Tak Netflix chce walczyć z dzieleniem się hasłami. Serwis wprowadza nową funkcję

Tak Netflix chce walczyć z dzieleniem się hasłami. Serwis wprowadza nową funkcję

Netflix
Netflix Źródło:Shutterstock / Najmi Arif
Netflix na wszelkie sposoby próbuje ukrócić popularną praktykę dzielenia się hasłami. Wcześniej posługiwał się kijem, a teraz wydaje się ostrożnie podsuwać użytkownikom małą marchewkę. Czy to zadziała?

Netflix od dłuższego czasu traci subskrybentów, a niektórzy obserwatorzy sugerują, że złota era firmy może powoli dobiegać końca. Spóła kurczowo próbuje zaś trzymać się swojej pozycji i przekonać użytkowników, by każdy z nich płacił osobno za subskrypcję, zamiast dzielić się hasłem w grupkach znajomych i rodziny.

Wcześniej Netflix próbował wymusić na użytkownikach dopłaty, a teraz zaproponował narzędzie, które ułatwi odłączenie się pojedynczych użytkowników do grupowego konta.

Netflix ułatwia przenoszenie profilów – liczy na większy zysk?

Dotychczas użytkownicy mieli prosty problem. Przez lata używania platformy „nauczyli” algorytm platformy co lubią, czego nienawidzą, co już widzieli i tak dalej. Jeśli mieliby przenieść się na nowe konto – musieliby zaczynać od zera.
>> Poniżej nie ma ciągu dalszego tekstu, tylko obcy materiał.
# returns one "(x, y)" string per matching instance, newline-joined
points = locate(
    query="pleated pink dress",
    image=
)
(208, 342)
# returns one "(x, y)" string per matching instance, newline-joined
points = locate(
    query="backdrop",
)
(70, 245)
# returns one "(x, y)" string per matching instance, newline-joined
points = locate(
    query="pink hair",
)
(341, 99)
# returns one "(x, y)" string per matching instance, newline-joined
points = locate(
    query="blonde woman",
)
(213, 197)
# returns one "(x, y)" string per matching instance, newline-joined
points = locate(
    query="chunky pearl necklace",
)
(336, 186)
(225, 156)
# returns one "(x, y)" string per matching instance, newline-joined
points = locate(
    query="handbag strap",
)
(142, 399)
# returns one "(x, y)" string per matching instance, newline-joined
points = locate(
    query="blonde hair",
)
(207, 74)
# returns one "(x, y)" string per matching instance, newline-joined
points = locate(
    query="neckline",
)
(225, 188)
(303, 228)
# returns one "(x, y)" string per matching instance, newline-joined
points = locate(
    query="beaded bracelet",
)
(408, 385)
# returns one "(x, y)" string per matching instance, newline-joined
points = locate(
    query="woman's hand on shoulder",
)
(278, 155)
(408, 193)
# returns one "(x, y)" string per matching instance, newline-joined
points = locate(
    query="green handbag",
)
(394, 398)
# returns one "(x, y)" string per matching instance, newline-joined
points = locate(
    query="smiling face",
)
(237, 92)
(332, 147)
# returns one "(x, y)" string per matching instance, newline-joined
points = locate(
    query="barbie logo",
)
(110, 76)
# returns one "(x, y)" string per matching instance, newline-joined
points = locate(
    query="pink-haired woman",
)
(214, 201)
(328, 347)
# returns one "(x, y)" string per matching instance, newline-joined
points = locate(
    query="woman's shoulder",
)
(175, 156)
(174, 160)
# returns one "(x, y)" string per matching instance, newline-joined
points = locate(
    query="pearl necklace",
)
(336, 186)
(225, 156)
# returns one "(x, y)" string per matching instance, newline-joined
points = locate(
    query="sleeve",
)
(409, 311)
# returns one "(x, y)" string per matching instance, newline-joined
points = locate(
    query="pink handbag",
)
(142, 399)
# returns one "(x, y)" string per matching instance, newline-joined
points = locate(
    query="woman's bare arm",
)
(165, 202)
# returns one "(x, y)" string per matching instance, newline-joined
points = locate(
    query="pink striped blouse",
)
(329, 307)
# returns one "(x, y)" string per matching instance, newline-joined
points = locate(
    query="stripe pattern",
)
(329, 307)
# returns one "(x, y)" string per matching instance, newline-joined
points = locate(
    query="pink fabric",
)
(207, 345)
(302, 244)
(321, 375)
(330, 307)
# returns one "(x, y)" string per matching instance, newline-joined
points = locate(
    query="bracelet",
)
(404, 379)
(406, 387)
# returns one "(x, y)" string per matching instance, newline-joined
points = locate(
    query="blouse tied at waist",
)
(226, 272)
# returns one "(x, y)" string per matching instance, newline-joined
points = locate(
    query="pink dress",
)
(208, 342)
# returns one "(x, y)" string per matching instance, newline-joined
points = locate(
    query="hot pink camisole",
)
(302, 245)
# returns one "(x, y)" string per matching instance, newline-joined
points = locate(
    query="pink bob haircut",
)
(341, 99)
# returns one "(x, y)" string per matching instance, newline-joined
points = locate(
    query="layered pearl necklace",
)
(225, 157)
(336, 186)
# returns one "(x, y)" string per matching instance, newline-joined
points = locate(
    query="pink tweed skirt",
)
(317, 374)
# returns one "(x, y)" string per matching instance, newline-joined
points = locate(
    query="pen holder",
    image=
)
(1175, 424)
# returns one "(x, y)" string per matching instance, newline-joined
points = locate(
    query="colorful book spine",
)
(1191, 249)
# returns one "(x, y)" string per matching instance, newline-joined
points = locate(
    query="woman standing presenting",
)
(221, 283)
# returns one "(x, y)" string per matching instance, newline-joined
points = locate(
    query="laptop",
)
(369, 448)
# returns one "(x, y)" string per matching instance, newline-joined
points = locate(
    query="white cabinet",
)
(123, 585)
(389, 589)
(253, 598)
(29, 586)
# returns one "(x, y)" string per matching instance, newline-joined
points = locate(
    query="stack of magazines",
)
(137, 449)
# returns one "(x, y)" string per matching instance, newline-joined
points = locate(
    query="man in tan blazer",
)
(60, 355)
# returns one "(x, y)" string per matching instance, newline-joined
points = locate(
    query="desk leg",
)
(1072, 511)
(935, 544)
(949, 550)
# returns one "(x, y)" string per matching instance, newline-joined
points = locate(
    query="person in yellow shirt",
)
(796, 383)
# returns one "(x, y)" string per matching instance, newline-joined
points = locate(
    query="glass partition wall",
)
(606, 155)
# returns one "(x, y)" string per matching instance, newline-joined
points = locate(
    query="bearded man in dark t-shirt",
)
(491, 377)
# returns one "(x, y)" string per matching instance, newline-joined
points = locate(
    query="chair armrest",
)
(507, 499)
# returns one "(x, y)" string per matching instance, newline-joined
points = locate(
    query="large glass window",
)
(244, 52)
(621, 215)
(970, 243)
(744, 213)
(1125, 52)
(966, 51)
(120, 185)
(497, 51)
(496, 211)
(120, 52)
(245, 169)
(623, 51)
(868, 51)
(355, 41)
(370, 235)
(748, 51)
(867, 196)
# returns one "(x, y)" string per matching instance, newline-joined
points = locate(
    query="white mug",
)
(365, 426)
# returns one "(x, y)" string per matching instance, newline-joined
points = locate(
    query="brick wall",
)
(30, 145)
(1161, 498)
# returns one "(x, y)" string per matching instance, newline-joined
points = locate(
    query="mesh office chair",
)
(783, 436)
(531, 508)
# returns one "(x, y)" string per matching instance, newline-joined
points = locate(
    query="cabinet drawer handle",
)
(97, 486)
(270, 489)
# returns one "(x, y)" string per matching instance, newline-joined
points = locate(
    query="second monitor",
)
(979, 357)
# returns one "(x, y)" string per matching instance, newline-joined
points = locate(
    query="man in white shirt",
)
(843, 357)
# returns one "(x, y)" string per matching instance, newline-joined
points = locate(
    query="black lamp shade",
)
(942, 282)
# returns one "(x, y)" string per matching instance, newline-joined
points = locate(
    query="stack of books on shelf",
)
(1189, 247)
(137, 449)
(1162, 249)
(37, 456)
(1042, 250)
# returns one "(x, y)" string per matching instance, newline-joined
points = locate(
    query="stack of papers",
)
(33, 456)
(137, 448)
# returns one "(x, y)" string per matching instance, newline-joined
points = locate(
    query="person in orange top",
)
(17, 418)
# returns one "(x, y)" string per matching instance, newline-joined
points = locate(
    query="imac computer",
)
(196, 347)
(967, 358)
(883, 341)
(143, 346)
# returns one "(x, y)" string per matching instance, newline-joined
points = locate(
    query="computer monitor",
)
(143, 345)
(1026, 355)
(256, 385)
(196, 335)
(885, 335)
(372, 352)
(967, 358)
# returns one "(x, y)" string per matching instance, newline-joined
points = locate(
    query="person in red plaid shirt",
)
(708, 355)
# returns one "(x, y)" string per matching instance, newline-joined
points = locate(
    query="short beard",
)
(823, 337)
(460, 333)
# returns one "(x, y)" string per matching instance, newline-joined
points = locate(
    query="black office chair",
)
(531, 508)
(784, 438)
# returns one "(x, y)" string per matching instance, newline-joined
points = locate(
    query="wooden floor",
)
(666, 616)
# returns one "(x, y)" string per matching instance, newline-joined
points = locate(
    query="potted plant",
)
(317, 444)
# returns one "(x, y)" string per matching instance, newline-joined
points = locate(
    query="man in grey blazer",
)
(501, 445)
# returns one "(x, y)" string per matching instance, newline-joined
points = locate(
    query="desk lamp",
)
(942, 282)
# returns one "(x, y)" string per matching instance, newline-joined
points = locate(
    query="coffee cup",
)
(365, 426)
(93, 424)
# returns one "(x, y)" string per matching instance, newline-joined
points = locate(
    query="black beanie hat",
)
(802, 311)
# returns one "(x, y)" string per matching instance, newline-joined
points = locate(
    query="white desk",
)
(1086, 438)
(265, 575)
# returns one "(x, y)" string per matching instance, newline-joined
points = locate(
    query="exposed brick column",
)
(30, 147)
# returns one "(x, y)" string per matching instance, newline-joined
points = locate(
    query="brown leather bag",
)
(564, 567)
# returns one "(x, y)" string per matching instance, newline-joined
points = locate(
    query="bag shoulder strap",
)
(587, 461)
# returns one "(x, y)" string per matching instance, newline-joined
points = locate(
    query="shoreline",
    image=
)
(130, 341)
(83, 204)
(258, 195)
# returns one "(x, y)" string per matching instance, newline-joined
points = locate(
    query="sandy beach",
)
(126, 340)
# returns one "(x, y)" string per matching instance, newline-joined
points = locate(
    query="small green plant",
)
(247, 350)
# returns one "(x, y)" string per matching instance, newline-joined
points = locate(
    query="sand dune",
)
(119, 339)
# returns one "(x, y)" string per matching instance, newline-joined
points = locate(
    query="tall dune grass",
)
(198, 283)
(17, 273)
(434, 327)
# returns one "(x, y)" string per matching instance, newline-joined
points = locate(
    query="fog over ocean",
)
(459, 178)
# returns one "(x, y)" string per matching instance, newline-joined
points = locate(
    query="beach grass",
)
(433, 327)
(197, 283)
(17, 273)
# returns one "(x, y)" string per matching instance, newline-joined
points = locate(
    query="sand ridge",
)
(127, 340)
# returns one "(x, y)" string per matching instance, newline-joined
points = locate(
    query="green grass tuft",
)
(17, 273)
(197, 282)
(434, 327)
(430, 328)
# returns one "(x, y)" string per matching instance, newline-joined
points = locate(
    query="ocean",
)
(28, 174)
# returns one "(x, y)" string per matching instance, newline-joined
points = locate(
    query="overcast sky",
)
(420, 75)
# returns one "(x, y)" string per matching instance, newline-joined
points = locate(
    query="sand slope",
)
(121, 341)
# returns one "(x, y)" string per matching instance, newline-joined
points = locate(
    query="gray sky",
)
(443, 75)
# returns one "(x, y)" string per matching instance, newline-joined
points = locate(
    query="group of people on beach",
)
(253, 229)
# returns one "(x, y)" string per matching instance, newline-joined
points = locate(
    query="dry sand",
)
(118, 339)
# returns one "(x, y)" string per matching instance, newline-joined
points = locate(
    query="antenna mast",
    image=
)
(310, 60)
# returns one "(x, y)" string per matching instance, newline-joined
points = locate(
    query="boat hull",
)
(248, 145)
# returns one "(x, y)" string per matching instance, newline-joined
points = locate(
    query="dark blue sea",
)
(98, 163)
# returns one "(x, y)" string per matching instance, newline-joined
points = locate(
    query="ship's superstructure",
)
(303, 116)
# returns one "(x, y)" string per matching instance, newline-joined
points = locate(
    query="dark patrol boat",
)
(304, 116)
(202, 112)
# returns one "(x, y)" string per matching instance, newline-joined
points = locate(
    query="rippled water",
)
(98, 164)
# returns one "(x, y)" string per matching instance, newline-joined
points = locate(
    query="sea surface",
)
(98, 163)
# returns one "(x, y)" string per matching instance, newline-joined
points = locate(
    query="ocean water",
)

Netflix zaproponował więc subskrybentom nową funkcję przenoszenia profili – Profil Transfer. Dzięki temu profil używany na jednym koncie może być skopiowany na inne konto, z zachowaniem wszystkich danych oglądania.

Firma przekonuje, że może to ułatwić przenosiny w wielu przypadkach np. gdy dziecko przeprowadza się z rodzinnego domu lub para kończy swój związek. Główny cel jest jendka jasny jak słońce – firma chce nieco ułatwić użytkownikom wyjście z grupek dzielących hasła i założenie własnego konta (za które będą osobno płacić).

Funkcja jest może przydatna w określonych przypadkach, ale czy przekona kogokolwiek do płacenia za usługę osobno, gdy można ją mieć za jedną piątą ceny lub nawet za darmo? Wątpliwe.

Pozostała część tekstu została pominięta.